What elders have uniquely is time and experience, “a lifetime of teachings.” But times have changed. Without that “luxury” of time, people and culture must also change. Ogimakwe and her family take up the challenge.

            If we accept that Native Americans persist in today’s world, surviving centuries of oppression, racism, warfare, disease, and other hardships, then we must also recognize that their cultures are real, effective, lively, dynamic, productive, and important. The case of the Ojibwe of the Eastern Upper Peninsula of Michigan demonstrate the vitality of their culture and the dynamic and fluid nature of culture in general.



     [1] See her follow-up story Ohitika Woman, 1993.

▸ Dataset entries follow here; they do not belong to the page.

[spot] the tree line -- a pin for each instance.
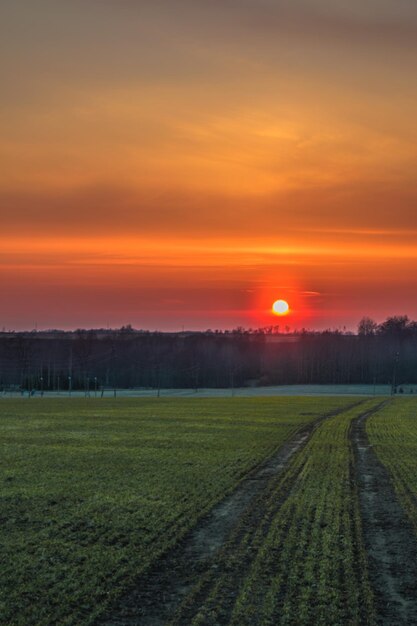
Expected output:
(56, 360)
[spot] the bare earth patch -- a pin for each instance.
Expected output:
(388, 535)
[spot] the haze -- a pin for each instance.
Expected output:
(184, 163)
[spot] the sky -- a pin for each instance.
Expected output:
(180, 164)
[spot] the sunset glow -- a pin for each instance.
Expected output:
(187, 161)
(280, 307)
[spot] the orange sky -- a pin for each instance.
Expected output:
(184, 163)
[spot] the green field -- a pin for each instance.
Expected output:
(393, 432)
(93, 491)
(303, 561)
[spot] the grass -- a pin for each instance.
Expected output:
(298, 557)
(393, 433)
(93, 491)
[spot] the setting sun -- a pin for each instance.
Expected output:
(280, 307)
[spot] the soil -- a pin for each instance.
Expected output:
(389, 538)
(159, 592)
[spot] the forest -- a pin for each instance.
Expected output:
(55, 360)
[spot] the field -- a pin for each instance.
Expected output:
(240, 511)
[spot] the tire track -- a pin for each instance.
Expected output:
(159, 592)
(388, 534)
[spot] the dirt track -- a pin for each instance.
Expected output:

     [2] And indeed I framed our interview sessions without mentioning such words, or asking for anything explicit. I tried to give people a general sense of my goals in this project (to present the reality of what was happening in the Native American world today), and just let them talk. I kept my comments to a minimum. Some consultants began by apologizing for not knowing enough. Clearly they had assumptions about what I expected. But in the end, they realized I just wanted them to talk about their experiences, and they all constructed a story to explain their lives to me and my audience very skillfully and completely. Most interviews lasted a minimum of two to three hours, and in three out of eight cases, the consultants spoke with me for more than 4 hours on tape.

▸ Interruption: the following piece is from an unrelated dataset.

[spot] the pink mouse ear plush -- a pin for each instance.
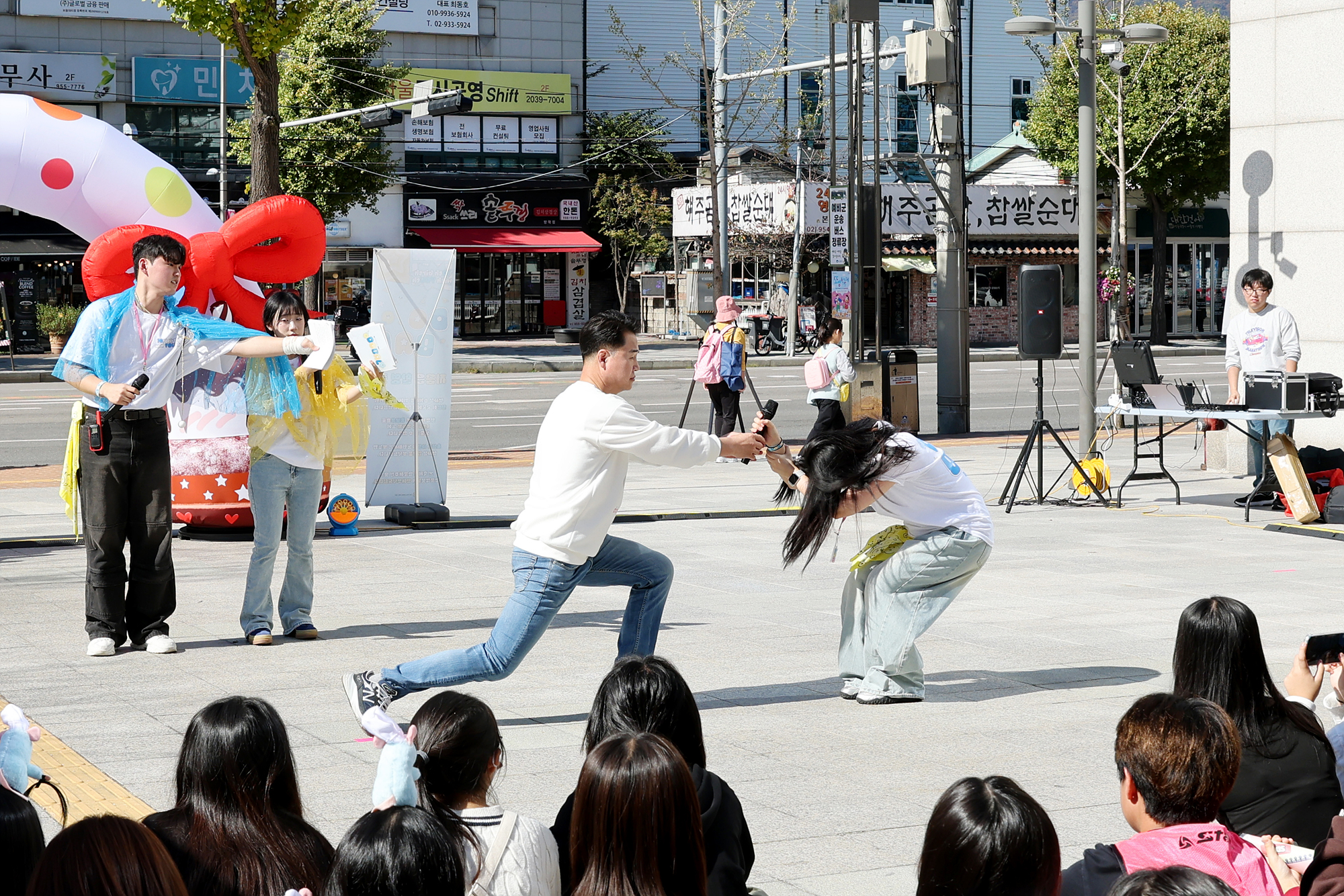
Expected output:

     [3] Yet interestingly most of the consultants with whom I worked did in fact discuss the terms culture and tradition. Even though they find studies of their culture by outsiders offensive, perhaps threatening because they believe academics may judge them to be inauthentic, they still consider those issues themselves, and come up with “answers” as astute and complex (regarding the fluid nature of culture) as those of academics.

     [4] The state university in Sault Ste. Marie also has a Native American Student Center and a Native American studies program, both run by Native Americans, and both of which exert control over any programs or classes taught with Native American theme or content.

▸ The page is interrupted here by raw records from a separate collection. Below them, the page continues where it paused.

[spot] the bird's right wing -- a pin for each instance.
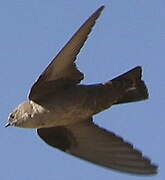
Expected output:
(92, 143)
(62, 70)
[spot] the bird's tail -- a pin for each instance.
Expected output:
(137, 89)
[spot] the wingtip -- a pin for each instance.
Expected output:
(100, 8)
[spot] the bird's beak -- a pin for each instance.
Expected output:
(7, 125)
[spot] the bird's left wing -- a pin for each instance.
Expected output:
(92, 143)
(62, 70)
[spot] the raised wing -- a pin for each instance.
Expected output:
(62, 70)
(92, 143)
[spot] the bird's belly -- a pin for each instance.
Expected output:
(61, 115)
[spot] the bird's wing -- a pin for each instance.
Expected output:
(62, 70)
(92, 143)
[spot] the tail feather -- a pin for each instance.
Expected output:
(136, 90)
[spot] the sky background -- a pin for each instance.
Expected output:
(127, 34)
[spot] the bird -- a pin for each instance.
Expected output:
(61, 109)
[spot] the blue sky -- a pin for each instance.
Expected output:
(128, 33)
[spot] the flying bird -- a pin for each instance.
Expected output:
(61, 109)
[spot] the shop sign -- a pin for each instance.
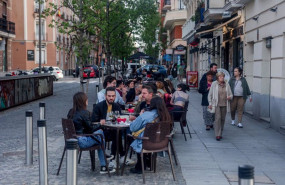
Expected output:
(192, 78)
(180, 48)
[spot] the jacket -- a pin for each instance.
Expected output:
(246, 90)
(82, 122)
(101, 97)
(213, 95)
(100, 110)
(139, 123)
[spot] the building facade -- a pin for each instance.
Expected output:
(174, 16)
(7, 33)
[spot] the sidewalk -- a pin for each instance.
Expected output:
(206, 161)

     [5] Talking circles are voluntary circles of people (Native and non-Native, men and women – though menstruating women are asked not to join the circle) who speak about themselves – their problems, goals, accomplishments, etc. Typically the leader says a prayer at the beginning of the circle, gives brief directions (to say whatever you want to say respectfully), then passes a feather around clockwise. When you hold the feather you stand up and speak. Some people talk for only a few seconds, others for as much as 10 minutes or even a half hour (though that is rare). At Bay Mills Community College the whole college community (teachers, students, staff, and administrators) were invited to a talking circle as part of orientation at the beginning of each semester, and often at the end of each semester as well.

     [6] Smudging refers to the common spiritually tinged practice of “washing” oneself or things with the smoke of one of the three sacred plants – tobacco, sage, or sweet grass. The smoke cleanses and blesses. Typically the spiritual leader of an event will light the sacred plant (usually in a small bundle or braid, or possibly in a shell), say some prayers to the four directions, then walk around the circle carrying the burning / smoking plant. He may re-light it several times if necessary. The spiritual leader also carries a feather. He offers the smoke to each member of the circle. The recipient will use his / her hands to draw the smoke toward him or her and rub it into his / her body. Often people would “wash” the face with the smoke, or the heart area, or the face, heart and legs.

     [7] For instance guest speakers and visitors from other communities with knowledge of a specific skill, such as herbal healing or traditional fiddling, would sometimes be asked to teach a special class at the casino, tribal college, or culture camp.

     [8] Maanii is my name in Ojibwe.

     [9]  They are discussing Native American oratory, rather than Alaskan Native oratory at this point.

     [10] She says this in her speech about not needing the eagle feathers and pipes because “You are that pipe. You are that feather!”